One of these employees is Lesh Moiteela, Wilderness’ Culture Ambassador and Community Relationship Manager. From a background in hotels and restaurants, Moiteela transitioned to fieldwork, worked as a camp manager overseeing the construction of numerous camps, and supervising several in Linyanti including Dumatau. He tells of the time the wildlife got too near.

“I was in a boat with other guys, just relaxing. I put my hand in the river for a second and immediately felt something bite and pull. I was able to pull away and could see that it was a crocodile in the water.

“Fortunately I was able to get treatment to stop the bleeding and today, I’m only left with the scars,” he says showing what look like scratches to his fingers. The staff in the wilderness not only share in the value, but they also create it, being a big part of the experience being sold to guests. I am reminded of the Kasane guide who jetted off to the US last year hosted by a grateful visitor impressed with the service he had been given.

In his current role, Moiteela also ensures the spread of value to communities around the concessions through various initiatives, including the now well-known Children in the Wilderness, which offers life-skills and educational programmes for rural children living adjacent to wildlife areas.

At least 10,000 children across the seven African countries Wilderness is involved in, have benefited from the initiative.

Leaving Dumatau in the late afternoon, we arrive in Vumbura Plains in the Okavango Delta, an even more upscale camp one has to navigate through lions, zebras, elephants and the ubiquitous impala, to get to.

The sheer scale of comfort in this particular camp reminds me of another direction in which value is shared. The billions of pula the WTTC estimates local tourism generates include a significant amount of procurement power, which can be directed locally or internationally.

South Africa is generally the biggest winner of sectoral procurement in Botswana, as reflected on the monthly import bills published by Statistics Botswana. The Chamber of Mines is in the third year of a deliberate strategy to swing procurement locally and thus promote local industries.
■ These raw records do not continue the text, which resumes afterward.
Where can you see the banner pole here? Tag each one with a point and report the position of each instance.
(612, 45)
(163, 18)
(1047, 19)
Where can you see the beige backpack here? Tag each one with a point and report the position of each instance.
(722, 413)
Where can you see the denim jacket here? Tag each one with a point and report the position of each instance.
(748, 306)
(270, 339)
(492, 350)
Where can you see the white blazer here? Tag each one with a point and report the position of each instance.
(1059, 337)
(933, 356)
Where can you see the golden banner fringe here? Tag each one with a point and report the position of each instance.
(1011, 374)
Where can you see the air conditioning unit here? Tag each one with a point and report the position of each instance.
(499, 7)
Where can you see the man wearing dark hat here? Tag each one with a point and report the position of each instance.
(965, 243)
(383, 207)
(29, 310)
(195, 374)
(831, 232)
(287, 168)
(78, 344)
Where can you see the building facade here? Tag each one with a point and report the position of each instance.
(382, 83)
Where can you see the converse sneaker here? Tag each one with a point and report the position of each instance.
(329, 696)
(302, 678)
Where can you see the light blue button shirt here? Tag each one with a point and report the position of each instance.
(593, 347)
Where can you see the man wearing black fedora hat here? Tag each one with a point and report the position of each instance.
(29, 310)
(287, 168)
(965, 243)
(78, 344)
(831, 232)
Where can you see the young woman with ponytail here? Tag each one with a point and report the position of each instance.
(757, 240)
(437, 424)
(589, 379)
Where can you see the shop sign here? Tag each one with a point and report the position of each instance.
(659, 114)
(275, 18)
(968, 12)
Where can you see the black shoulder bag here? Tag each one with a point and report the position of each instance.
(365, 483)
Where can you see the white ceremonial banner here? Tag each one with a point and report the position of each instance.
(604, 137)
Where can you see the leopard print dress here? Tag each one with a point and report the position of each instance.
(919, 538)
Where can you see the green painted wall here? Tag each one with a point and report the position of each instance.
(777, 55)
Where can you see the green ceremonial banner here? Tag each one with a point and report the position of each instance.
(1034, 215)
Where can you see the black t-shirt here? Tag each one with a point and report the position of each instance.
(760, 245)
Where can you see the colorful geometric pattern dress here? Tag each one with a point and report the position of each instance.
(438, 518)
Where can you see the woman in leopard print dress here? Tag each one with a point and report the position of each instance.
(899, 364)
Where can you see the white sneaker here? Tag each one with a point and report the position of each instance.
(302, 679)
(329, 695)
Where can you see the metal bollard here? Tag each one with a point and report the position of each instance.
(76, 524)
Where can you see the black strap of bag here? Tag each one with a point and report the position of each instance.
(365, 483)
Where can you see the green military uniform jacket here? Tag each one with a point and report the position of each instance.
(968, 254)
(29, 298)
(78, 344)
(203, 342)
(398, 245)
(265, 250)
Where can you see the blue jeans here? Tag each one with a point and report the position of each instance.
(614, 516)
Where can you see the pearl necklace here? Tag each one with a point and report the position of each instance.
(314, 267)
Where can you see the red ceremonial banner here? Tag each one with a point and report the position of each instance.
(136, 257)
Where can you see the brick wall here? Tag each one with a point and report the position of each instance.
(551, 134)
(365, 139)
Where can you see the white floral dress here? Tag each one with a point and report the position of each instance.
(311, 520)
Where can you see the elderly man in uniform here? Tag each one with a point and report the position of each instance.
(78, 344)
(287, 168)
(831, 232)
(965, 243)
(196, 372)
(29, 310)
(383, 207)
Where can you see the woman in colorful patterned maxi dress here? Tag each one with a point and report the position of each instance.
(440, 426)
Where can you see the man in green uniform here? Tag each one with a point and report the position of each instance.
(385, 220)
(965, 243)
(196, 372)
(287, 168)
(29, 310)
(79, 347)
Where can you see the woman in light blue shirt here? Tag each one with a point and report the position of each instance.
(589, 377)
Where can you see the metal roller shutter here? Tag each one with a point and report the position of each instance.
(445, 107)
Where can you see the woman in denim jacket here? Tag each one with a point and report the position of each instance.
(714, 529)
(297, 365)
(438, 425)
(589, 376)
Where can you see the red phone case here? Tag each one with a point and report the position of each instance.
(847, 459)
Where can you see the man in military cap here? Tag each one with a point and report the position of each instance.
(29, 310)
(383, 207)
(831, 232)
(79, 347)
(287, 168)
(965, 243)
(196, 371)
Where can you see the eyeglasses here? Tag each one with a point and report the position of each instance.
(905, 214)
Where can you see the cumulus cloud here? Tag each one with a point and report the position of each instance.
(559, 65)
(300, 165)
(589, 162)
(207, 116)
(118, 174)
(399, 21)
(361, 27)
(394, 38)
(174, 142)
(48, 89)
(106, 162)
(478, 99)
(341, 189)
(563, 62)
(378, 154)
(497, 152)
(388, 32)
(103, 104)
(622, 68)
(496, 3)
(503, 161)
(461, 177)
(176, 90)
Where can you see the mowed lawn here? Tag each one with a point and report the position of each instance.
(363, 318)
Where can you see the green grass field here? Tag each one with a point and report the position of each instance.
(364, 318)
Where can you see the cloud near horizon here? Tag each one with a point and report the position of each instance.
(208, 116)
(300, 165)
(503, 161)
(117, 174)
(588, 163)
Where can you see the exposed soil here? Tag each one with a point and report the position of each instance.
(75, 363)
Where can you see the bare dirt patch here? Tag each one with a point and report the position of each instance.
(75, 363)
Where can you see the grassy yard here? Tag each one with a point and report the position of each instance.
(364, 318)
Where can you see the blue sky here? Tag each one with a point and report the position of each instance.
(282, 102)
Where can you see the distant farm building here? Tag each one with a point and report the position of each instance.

Individual tourism companies are doing their bit as well, to varying degrees.

Trundling through from the camp on a bush drive, Wilderness conservation manager, Kai Collins notes that the canopy structure for the vehicle we are driving in is manufactured in Maun. The group is now purchasing all of its canopies locally, with each vehicle costing upwards of P700,000 when fully fitted.

Nixon explains that efforts at import substitution are ongoing, even for everyday items such as soap, bringing the value sent across the border, back home and into local jobs.

Procurement, when it can be achieved from adjacent communities, also helps in the human animal conflict. In parts of the tourism heartland, farmers and wildlife are fighting eternal battles for the limited land available. Farmers want pasture, but this often leads to encounters between wildlife and livestock. One way is to open up alternative income avenues for farmers, such as industries that can supply the camps and lodges with items they are currently importing. On the flight to Maun, I think about the irony that the sector that could sustainably provide the biggest support to a post-diamond economy, is quite similar to diamonds.

Just as the value of diamonds depends on demand from overseas consumers, in tourism, the value is sourced from countries such as US, UK, Germany and others.

Arguably, however, there is more room for Batswana to take up equity in tourism, than in the diamond sector, where government holds the equity on citizens’ behalf. One clear avenue for an equity footing in the value offered by tourism, would be via a stake in any of the listed tourism entities.

Whichever way, the opportunities around the gems in the wilderness remain available, whether by way of one being directly employed by the companies, securing a supply contract, participating in the community initiatives or otherwise.

Where many Batswana complain that they have never touched a diamond, the opportunity still exists to visit any of the wildlife camps in the tourism heartland and sidle up to an impala.

The sands of the wilderness, in many ways, offer a value opportunity that diamonds, dwindling as they are, can never again yield.